Their findings, published today in the journal The Auk: Ornithological Advances, underscore the pervasiveness of broad latitudinal patterns in avian life history. The article summarizes six years of bird survey results from a tropical forest site near Manaus, at the center of the Amazon basin, and compares the Manaus results with findings from eleven other sites over a latitude span of more than sixty degrees across the Americas.
It has been well known for more than half a century that birds from tropical areas tend to lay fewer eggs per clutch than birds from temperate or higher-latitude regions. This might suggest that tropical bird populations grow slower than populations from higher latitudes, but there is no empirical support for such difference in population growth rates. As a consequence, ornithologists have thought that some other aspect of bird life history must show a latitudinal variation that offsets the clutch size trend.
Adult survival probability, which translates into lifespan, has often been assumed to be the offsetting life history variable. Higher survival rates in tropical regions would offset the smaller clutch size. Nonetheless, there has been scarce evidence to support the idea of high tropical survival. Indeed, arguably the most careful comparison of bird survival rates to date, a 1990 study by James R. Karr and colleagues, found no support for a latitudinal trend and was subtitled “Will the dogma survive?”
An alternative idea is that, in the absence of a latitudinal trend in adult survival, there might be one in juvenile survival rates. Accordingly, a 2011 study led by Corey Tarwater, now at the University of Wyoming, documented exceptionally high juvenile survival in one Central American passerine species and suggested that this could be part of a broader trend. With little variation in adult survival and higher juvenile survival in the tropics, however, one should expect relatively little difference between tropical adult and juvenile survival rates.
The authors of the present study, led by Gonçalo Ferraz from the Federal University of Rio Grande do Sul, Brazil, set out to measure the difference between juvenile and adult survival rates for a set of forty species from their Manaus site, in the Brazilian Amazon two degrees south of the equator. Their first key finding was that mean juvenile survival in the Manaus sample is clearly lower than mean adult survival. Subsequently, they carried out a meta-analysis of the variation of survival with latitude, combining data from 175 species and twelve sites from Peru to Alaska.
“It became clear that, on average, forest passerines tend to live longer in tropical than in temperate regions”, says Ferraz. The statistically negative relationship between latitude and survival holds even when the analysis jointly accounts for common ancestry among study species, for the time at which the survival estimates where obtained, and for species migration mode.
The main methodological difficulty of this study, say the authors, was that tropical birds are particularly hard to age. While in high-latitude regions birds have a common and well-delimited breeding season, tropical birds often breed throughout the year whenever conditions are appropriate. As a result, while temperate-zone ornithologists encounter juvenile birds in discrete pulses of similarly aged individuals, tropical ornithologists sample populations that contain all possible ages at the same time.
The solution was two-fold: in-depth study of age determination in the field and statistical accounting for unknown-age birds. “Aging tropical birds in the field is an exercise on reading plumage molts,” says Alejandra Muñoz, a Colombian biologist and first author of the study. Alejandra and her field team aged birds with the increasingly popular Wolfe-Ryder-Pyle (WRP) system.
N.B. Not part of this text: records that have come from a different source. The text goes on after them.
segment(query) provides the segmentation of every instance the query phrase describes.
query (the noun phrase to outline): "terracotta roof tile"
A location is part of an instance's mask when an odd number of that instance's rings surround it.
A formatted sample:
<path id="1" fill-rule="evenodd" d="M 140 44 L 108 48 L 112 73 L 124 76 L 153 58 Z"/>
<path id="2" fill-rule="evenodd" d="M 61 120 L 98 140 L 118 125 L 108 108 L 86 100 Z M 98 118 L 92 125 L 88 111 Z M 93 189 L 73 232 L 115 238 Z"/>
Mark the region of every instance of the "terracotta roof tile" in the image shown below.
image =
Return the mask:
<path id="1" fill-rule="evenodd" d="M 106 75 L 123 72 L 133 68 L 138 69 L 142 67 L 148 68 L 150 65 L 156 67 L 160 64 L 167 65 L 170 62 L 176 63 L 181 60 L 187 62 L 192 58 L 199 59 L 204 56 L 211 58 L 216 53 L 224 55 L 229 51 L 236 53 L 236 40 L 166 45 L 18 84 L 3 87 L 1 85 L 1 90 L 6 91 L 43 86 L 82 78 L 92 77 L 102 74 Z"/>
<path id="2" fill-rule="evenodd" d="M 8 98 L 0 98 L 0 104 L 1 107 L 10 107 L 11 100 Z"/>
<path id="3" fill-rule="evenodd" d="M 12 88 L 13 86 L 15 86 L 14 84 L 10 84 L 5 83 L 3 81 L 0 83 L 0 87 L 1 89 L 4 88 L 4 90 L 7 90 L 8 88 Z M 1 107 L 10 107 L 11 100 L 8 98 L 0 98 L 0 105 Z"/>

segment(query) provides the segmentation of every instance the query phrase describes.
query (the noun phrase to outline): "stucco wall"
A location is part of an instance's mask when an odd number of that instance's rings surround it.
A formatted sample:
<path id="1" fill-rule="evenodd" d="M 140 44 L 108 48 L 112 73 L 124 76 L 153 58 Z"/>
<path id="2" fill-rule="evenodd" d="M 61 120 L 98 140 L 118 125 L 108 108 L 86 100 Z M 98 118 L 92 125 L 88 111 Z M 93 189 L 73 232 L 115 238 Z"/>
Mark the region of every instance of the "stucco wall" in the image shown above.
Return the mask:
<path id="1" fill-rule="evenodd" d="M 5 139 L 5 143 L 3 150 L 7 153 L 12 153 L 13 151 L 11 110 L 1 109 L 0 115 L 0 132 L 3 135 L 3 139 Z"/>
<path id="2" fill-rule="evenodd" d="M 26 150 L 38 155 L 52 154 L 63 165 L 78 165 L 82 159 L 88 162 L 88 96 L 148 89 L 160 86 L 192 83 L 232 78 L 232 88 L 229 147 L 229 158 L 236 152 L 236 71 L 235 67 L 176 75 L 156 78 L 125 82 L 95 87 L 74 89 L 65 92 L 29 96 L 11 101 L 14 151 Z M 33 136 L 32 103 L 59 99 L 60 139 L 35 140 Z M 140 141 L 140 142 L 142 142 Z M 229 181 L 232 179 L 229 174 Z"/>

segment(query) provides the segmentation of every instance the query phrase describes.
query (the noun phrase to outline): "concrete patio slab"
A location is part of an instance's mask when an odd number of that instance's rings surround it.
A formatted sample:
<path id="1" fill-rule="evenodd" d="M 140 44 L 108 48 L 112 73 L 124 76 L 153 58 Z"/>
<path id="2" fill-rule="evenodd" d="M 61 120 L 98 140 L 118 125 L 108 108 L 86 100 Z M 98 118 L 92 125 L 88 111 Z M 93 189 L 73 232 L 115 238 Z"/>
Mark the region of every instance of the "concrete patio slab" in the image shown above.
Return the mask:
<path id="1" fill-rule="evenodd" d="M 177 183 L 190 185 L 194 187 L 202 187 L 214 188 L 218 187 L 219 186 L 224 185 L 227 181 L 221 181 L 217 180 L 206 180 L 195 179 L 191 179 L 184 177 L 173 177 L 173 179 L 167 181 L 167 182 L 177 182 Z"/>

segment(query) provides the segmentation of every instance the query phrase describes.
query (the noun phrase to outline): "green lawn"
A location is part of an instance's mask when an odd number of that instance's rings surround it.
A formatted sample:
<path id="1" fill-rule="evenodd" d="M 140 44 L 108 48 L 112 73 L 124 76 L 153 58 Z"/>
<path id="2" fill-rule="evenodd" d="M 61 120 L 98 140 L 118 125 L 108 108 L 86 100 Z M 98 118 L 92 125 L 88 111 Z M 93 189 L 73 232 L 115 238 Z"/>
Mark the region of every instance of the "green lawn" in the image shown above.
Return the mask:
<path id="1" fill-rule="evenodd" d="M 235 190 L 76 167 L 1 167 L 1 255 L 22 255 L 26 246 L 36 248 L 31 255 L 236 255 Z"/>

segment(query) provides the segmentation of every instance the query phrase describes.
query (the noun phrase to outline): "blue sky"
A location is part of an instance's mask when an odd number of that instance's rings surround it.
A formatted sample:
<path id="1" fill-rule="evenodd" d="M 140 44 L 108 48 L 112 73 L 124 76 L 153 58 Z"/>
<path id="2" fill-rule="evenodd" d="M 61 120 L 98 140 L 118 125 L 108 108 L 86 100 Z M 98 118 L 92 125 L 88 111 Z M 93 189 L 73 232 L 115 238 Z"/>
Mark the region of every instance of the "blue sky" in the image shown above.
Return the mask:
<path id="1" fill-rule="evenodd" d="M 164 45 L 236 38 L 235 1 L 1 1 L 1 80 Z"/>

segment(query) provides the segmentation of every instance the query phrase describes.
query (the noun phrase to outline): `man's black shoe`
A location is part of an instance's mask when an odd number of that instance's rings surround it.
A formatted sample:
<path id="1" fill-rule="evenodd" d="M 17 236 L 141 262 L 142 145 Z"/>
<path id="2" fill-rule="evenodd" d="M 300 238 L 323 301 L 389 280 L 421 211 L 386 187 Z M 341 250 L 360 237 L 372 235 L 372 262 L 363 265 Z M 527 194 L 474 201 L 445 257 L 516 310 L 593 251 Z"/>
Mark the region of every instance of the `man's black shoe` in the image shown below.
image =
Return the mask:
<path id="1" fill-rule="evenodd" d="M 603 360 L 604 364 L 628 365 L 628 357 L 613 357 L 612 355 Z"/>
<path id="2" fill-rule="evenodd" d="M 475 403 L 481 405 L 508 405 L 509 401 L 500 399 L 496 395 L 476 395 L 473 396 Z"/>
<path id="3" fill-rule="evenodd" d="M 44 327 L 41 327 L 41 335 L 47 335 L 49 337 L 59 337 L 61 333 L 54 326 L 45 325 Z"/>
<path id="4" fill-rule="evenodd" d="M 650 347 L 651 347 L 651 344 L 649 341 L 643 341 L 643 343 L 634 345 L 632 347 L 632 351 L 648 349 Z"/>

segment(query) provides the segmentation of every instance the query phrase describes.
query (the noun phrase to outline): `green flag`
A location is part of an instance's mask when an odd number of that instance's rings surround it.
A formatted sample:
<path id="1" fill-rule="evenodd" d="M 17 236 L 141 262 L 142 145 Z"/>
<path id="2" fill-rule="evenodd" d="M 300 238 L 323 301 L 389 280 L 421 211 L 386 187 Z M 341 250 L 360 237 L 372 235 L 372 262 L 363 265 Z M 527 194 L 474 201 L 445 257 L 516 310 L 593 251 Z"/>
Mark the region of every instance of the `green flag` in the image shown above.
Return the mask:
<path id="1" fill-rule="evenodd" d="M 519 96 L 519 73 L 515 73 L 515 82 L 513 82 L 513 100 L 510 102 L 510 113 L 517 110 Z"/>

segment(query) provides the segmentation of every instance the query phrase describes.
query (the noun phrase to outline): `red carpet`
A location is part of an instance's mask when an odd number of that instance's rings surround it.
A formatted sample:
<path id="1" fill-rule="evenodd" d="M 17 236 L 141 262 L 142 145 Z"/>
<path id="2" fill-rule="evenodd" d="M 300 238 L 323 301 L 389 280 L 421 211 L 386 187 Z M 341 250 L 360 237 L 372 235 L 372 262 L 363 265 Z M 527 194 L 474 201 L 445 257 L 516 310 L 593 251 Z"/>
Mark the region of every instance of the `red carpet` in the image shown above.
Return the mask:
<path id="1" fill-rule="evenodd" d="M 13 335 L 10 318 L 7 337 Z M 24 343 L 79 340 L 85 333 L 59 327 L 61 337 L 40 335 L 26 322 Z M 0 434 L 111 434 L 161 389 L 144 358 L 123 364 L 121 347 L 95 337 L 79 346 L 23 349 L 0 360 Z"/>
WRP divides the lifetime of any bird into distinguishable molt cycles and uses the cycle information to tell whether birds are in their first or subsequent years of life.
Still, after the best efforts to age birds in the field, a non-negligible number of individuals had to be placed in an “unknown-age” category. “The poor man’s solution would be to throw away the unknown-age data”, says Marc Kéry, a research scientist at the Swiss Ornithological Institute and co-author of the study. Kéry devised a statistical “mixture-model”, which uses the difference between juvenile, unknown-age, and adult survival estimates to estimate the proportion of unknown-age birds that are adults and incorporate their information in the study.
The fact that tropical forest passerines have higher survival rates than their higher-latitude counterparts can help ornithologists understand how the long-held latitudinal trend in clutch size could be maintained without latitudinal differences in population growth rate. The idea of longer-lived tropical birds may no longer be seen as a “dogma.” What remains to be understood is the relative importance of survival among other possible offsetting traits and the mechanism by which the observed latitudinal trends evolved.